Entre 1886 et 1903, une certaine Adèle Decerf y tient table ouverte sous l'enseigne « Ma Campagne ». Paul Verlaine, Alphonse Allais, Georges Courteline et même Georges Clemenceau poussent la porte. Puis arrive Frédéric Gérard — dit Frédé —, guitariste, brocanteur, homme à l'âne et au chapeau mou, qui rachète le cabaret en 1903 et en fait le salon bohème le plus vivant de Montmartre. Renoir, Toulouse-Lautrec, Picasso, Utrillo : tous y traînent leurs pinceaux et leurs dettes. C'est Frédé qui héberge l'âne Lolo, dont la queue, en 1910, sert de pinceau à Roland Dorgelès pour un canular retentissant : la toile ainsi produite, exposée sous le nom de « Boronali » (anagramme d'Aliboron), est prise au sérieux par la critique. Les journaux s'emballent. Montmartre jubile.

Le cabaret frôle aussi le roman et la politique : Pierre Mac Orlan épouse en 1913 la fille de la patronne, et le lieu hantera son Quai des Brumes. En 1920, le caricaturiste Francisque Poulbot et le fantaisiste Jules Dépaquit y proclament la Commune Libre de Montmartre, avec programme « antigrattecieliste » — boutade sérieuse contre la modernisation brutale de la Butte.

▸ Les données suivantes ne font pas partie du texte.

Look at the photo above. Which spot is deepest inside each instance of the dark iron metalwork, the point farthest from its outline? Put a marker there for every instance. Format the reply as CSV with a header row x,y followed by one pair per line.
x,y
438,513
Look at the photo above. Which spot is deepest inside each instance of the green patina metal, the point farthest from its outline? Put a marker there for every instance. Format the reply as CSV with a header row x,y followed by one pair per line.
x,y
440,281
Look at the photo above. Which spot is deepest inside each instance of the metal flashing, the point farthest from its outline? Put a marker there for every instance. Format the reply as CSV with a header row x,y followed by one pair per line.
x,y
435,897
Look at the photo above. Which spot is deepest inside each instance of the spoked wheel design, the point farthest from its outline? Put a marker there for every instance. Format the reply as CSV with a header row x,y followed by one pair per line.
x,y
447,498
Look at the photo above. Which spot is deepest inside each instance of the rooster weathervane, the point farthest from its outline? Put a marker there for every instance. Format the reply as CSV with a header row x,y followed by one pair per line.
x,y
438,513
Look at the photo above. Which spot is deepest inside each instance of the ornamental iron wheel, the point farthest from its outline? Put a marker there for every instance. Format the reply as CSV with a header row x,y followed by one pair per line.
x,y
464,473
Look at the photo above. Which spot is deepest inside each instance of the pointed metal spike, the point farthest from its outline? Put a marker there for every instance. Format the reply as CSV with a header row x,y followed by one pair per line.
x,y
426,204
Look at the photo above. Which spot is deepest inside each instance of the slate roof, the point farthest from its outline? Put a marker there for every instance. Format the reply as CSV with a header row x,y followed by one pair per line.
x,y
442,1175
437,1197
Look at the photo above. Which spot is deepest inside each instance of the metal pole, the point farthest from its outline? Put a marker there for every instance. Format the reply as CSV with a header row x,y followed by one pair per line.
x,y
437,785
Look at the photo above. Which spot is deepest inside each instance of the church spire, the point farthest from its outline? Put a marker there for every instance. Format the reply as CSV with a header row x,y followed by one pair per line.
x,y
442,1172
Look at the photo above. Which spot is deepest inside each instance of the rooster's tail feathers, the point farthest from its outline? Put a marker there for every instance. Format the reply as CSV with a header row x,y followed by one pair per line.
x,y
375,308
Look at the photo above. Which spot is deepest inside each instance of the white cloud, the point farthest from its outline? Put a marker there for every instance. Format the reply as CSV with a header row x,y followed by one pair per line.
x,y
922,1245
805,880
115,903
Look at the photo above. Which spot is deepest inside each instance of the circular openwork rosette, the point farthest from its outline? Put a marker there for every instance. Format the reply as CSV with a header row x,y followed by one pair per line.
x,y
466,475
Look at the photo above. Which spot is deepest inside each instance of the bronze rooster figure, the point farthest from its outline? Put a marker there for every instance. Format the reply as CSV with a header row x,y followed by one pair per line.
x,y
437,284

Victor Serge, alors dans son moment anarchiste, compte parmi les habitués de ces soirs où la chanson côtoie le manifeste.

Noms successifs du lieu
  • avant 1880 Cabaret des Assassins (surnom populaire, origine incertaine)
  • 1880 « À Gill » — enseigne peinte par André Gill, lapin bondissant hors d'une casserole ; le lieu-dit devient « le lapin à Gill »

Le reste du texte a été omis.